乳酸菌生成エキス研究室乳酸菌生成エキス研究室

第2章 腸のはたらき

口から胃までの流れ

食べ物は、栄養素によって消化(分解)の段階が異なります。米やパンなど炭水化物の場合、口に入り、だ液と絡んだときから、だ液の消化酵素アミラーゼによって分解がスタートします。(図①)

一方、肉や魚、大豆などのタンパク質は、胃に届いて初めて分解が始まります。胃液(ペプシン)によって大ざっぱに分割されるイメージです。(図②)

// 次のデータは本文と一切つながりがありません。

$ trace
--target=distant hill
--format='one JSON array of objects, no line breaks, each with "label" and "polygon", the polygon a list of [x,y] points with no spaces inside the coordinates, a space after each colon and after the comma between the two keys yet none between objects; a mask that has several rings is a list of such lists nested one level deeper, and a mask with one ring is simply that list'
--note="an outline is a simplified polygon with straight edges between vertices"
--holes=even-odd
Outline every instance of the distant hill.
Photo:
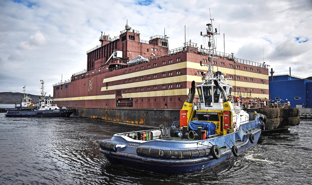
[{"label": "distant hill", "polygon": [[[30,96],[31,98],[32,99],[32,101],[34,103],[36,101],[39,101],[39,97],[40,95],[29,94],[28,95]],[[52,98],[51,97],[51,99]],[[14,104],[16,102],[17,105],[19,105],[22,103],[21,98],[24,98],[24,94],[23,93],[11,92],[0,92],[0,104]]]}]

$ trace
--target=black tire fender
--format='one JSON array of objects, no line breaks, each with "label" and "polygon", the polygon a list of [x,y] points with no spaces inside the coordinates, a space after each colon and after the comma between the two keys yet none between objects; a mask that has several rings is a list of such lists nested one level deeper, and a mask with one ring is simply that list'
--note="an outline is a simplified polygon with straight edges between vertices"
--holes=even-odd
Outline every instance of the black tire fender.
[{"label": "black tire fender", "polygon": [[236,145],[233,145],[232,147],[232,152],[233,155],[235,157],[238,157],[239,155],[239,152],[238,151],[238,148]]},{"label": "black tire fender", "polygon": [[216,144],[212,145],[212,146],[210,148],[210,153],[211,153],[211,155],[212,155],[214,158],[215,159],[218,159],[221,157],[220,148]]},{"label": "black tire fender", "polygon": [[255,143],[255,136],[251,133],[249,134],[249,141],[252,144]]}]

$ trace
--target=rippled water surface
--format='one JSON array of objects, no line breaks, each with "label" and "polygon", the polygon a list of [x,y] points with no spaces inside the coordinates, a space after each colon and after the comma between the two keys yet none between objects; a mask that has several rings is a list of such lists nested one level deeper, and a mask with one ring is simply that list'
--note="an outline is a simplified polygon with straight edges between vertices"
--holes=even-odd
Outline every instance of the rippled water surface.
[{"label": "rippled water surface", "polygon": [[[1,105],[0,105],[1,106]],[[311,184],[312,120],[263,133],[254,147],[217,168],[163,175],[111,164],[99,151],[113,134],[146,128],[81,118],[0,113],[1,184]]]}]

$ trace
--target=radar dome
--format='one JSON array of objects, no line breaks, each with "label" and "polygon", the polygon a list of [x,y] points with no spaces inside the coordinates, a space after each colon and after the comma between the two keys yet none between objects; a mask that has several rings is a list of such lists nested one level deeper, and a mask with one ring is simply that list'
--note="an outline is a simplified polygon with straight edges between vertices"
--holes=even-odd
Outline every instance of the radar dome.
[{"label": "radar dome", "polygon": [[126,28],[126,29],[127,30],[129,30],[131,29],[131,25],[128,22],[124,26],[124,27]]}]

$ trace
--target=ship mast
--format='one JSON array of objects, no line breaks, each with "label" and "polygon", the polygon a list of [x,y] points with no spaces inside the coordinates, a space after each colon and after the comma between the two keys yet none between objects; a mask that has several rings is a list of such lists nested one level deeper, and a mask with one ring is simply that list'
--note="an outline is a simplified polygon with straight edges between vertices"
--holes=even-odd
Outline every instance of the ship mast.
[{"label": "ship mast", "polygon": [[46,97],[46,93],[44,92],[44,86],[43,84],[44,84],[44,82],[43,80],[41,80],[40,81],[41,82],[41,98],[42,100],[44,100]]},{"label": "ship mast", "polygon": [[[209,13],[210,13],[210,9],[209,9]],[[215,50],[216,47],[215,47],[215,45],[214,44],[214,38],[213,37],[213,36],[216,34],[219,34],[220,33],[217,33],[217,28],[215,28],[215,32],[213,32],[213,29],[212,28],[212,21],[213,21],[213,19],[211,18],[211,15],[210,14],[210,23],[208,23],[206,25],[207,27],[206,28],[206,31],[207,31],[206,34],[202,35],[202,32],[201,32],[201,35],[202,35],[203,37],[207,37],[207,38],[208,41],[208,49],[207,50],[208,50],[208,61],[209,62],[209,64],[207,65],[202,65],[202,62],[201,62],[201,66],[206,66],[208,67],[208,74],[207,74],[207,77],[208,77],[208,79],[212,79],[213,78],[213,69],[212,68],[213,66],[215,65],[215,64],[213,63],[213,58],[214,53],[213,51],[214,50]],[[201,49],[202,49],[202,48]],[[215,57],[216,58],[216,61],[217,61],[217,57]],[[216,62],[216,64],[217,65],[217,62]],[[203,77],[204,78],[204,77]],[[204,79],[203,79],[203,80],[204,80]]]}]

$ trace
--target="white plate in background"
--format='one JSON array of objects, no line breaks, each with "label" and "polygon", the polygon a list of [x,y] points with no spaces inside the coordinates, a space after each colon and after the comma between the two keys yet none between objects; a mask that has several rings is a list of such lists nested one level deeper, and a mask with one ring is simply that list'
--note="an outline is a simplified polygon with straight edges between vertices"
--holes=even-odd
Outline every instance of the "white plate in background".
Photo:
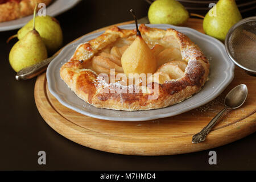
[{"label": "white plate in background", "polygon": [[[54,0],[46,7],[46,14],[57,16],[76,6],[81,0]],[[0,31],[18,29],[24,26],[33,18],[33,15],[11,21],[0,23]]]}]

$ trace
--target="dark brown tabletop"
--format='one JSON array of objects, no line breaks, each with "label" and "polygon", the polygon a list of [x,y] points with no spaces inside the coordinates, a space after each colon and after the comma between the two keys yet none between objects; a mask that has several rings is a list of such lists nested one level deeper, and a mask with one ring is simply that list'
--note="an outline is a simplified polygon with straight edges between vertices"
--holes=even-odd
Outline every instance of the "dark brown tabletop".
[{"label": "dark brown tabletop", "polygon": [[[64,0],[67,1],[67,0]],[[143,0],[82,1],[59,15],[67,44],[86,33],[147,15]],[[255,14],[254,14],[255,15]],[[34,89],[36,78],[17,81],[9,63],[15,40],[6,39],[17,30],[0,32],[0,169],[18,170],[233,170],[256,169],[256,133],[232,143],[207,151],[163,156],[127,156],[84,147],[62,136],[43,120],[36,108]],[[208,163],[210,151],[217,164]],[[46,165],[39,165],[38,152],[44,151]]]}]

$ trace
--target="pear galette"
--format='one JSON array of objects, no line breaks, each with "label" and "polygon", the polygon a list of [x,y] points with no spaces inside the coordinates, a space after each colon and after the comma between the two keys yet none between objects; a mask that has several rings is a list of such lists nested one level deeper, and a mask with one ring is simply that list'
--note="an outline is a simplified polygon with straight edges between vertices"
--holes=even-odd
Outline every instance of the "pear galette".
[{"label": "pear galette", "polygon": [[52,0],[0,0],[0,22],[10,21],[33,14],[36,3],[46,6]]},{"label": "pear galette", "polygon": [[[96,107],[127,111],[168,106],[199,92],[210,65],[199,47],[172,28],[141,24],[139,29],[141,36],[135,30],[113,26],[79,45],[61,67],[61,78],[78,97]],[[130,82],[128,73],[149,75],[143,84],[141,78]]]}]

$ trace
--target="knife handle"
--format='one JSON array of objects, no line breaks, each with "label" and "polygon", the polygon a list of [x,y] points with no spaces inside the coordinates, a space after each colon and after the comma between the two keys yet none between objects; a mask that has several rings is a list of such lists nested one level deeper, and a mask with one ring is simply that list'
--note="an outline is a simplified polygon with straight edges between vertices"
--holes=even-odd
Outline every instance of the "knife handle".
[{"label": "knife handle", "polygon": [[28,80],[38,76],[46,70],[50,62],[57,56],[57,55],[52,56],[31,67],[21,69],[16,75],[15,78],[17,80]]}]

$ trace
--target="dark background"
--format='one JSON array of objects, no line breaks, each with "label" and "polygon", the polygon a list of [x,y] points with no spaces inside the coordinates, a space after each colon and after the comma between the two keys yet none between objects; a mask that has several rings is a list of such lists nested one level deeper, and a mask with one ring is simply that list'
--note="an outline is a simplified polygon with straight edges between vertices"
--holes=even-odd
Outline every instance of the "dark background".
[{"label": "dark background", "polygon": [[[131,8],[138,18],[145,16],[148,7],[143,0],[84,0],[56,18],[66,44],[93,30],[131,20],[128,11]],[[95,150],[64,138],[47,125],[38,111],[34,97],[36,78],[15,80],[8,56],[15,40],[9,44],[6,40],[16,31],[0,32],[0,169],[256,169],[256,133],[211,150],[217,155],[217,164],[213,166],[208,164],[210,150],[172,156],[127,156]],[[40,150],[46,152],[47,165],[38,164]]]}]

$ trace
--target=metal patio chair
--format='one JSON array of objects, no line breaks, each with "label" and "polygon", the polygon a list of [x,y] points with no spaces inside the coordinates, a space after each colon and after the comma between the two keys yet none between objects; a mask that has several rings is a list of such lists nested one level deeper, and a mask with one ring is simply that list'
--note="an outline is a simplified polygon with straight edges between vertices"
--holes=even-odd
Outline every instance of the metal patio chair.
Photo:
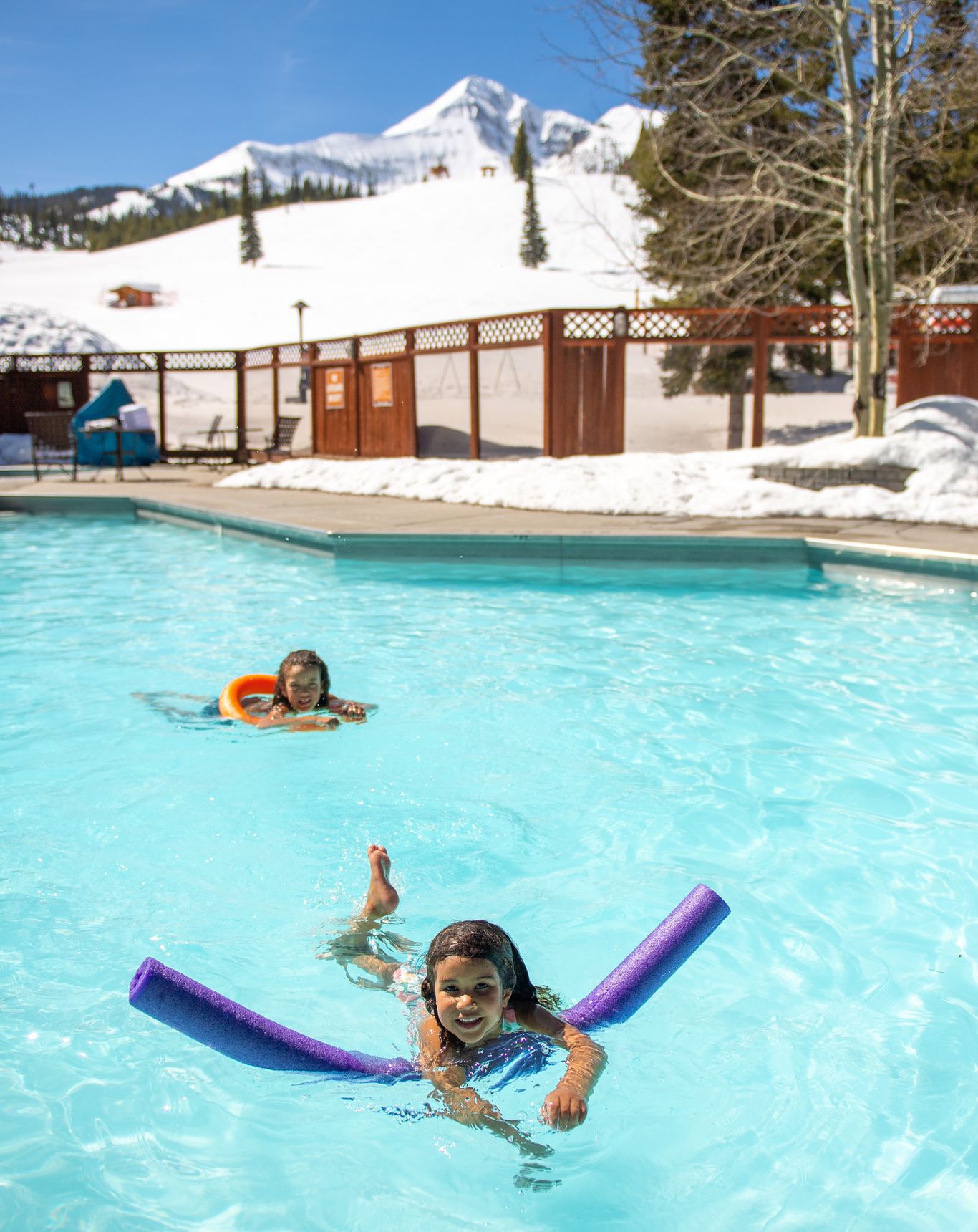
[{"label": "metal patio chair", "polygon": [[78,439],[71,429],[73,410],[28,410],[25,413],[31,434],[31,461],[34,479],[41,469],[69,471],[78,478]]},{"label": "metal patio chair", "polygon": [[[216,471],[222,471],[228,462],[234,460],[235,450],[228,445],[227,437],[229,431],[235,435],[236,432],[235,429],[228,430],[220,426],[223,418],[223,415],[214,415],[206,432],[185,432],[180,437],[180,450],[176,456],[180,466],[190,466],[191,462],[197,461],[193,457],[195,453],[203,455],[200,461]],[[202,436],[203,441],[193,441],[195,436]]]},{"label": "metal patio chair", "polygon": [[265,461],[271,462],[273,453],[283,453],[292,457],[292,439],[296,429],[302,423],[302,415],[280,415],[275,424],[275,431],[265,437],[265,445],[256,448],[256,453],[264,453]]}]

胃には分解作業だけでなく、pH2と酸度が強いため、食べ物や病原菌など外界から入ってくるすべてを消毒、殺菌する役目もあります。

口から胃までの流れ

※ pH…酸性・アルカリ性の程度を表す単位。中性はpH7。これより低いと酸性、高いとアルカリ性。

胃から小腸へ

胃でドロドロになった消化物は十二指腸に送り出されます。この十二指腸が栄養素分解のメインの工場、「消化の要」になります。

十二指腸では、膵臓と胆のうから分泌される消化酵素と胆汁によって、消化物はさらに細かい分子に分解されます。脂質は、ここで初めて分解がスタートします。(図③)

こうして、十二指腸で本格的な分解が行われたのち、消化物は、次の小腸部位(空腸、回腸)に送りこまれ、最終単位へと分解、消化されます。

腸内細菌と消化

消化を語る上で、忘れてはいけない存在があります。それは腸に200種、100兆個もすみついているといわれる腸内細菌です。この中に、ヒトには消化できない食物繊維やオリゴ糖(図④)を分解して、エネルギー源(短鎖脂肪酸/図⑤)にしてくれる腸内細菌がいます。つまり、私たちは、自前の消化力だけでは栄養を十分に取り込めないため腸内細菌に頼っているのです。消化管が働きさえすれば、食べ物がすべて分解され、吸収できるわけではありません。

柱にいる白アリも、実は木の繊維を消化する酵素をまったく持っていません。白アリの腸内細菌が持っているのです。パンダも笹を消化する酵素をパンダ自身は持っていません。パンダの腸内細菌が消化しています。

ですから、私たちは、腸内細菌に敬意を払い、彼らが働きやすく、喜ぶような環境を提供しなくてはいけないのです。腸内細菌をダメにする添加物いっぱいのスナック菓子やインスタント食品などは避け、白米やパンなど主食の摂りすぎにも注意。味噌や納豆などの発酵食品や食物繊維を多めにとるようにしましょう。手軽に腸内細菌叢をととのえる因子が大量に入っている「乳酸菌生成エキス」による腸内ケアもいいでしょう。

短鎖脂肪酸とは

消化を助けることが若さにつながる

ところで、小腸を食べ物が通過するのにどのくらいの時間がかかるかご存じでしょうか。

5~8時間かかり、消化の悪い食べ物は10時間以上かかることもあります。

この小腸の負担を軽くするためにも、アンチエイジングのためにもおすすめしたいことがあります。それは「よく噛んで食べること」。噛めば噛むほどだ液の分泌量が増えるので、ゆっくりと30回がおすすめです。だ液には、消化をサポートする消化酵素のほか、活性酸素を消去する酵素も含まれているので、老化予防にもなります。しかもよく噛んで食べると、脳の前頭前野と海馬が刺激され、記憶力が高まることもわかっています。ぜひ、実践なさってください。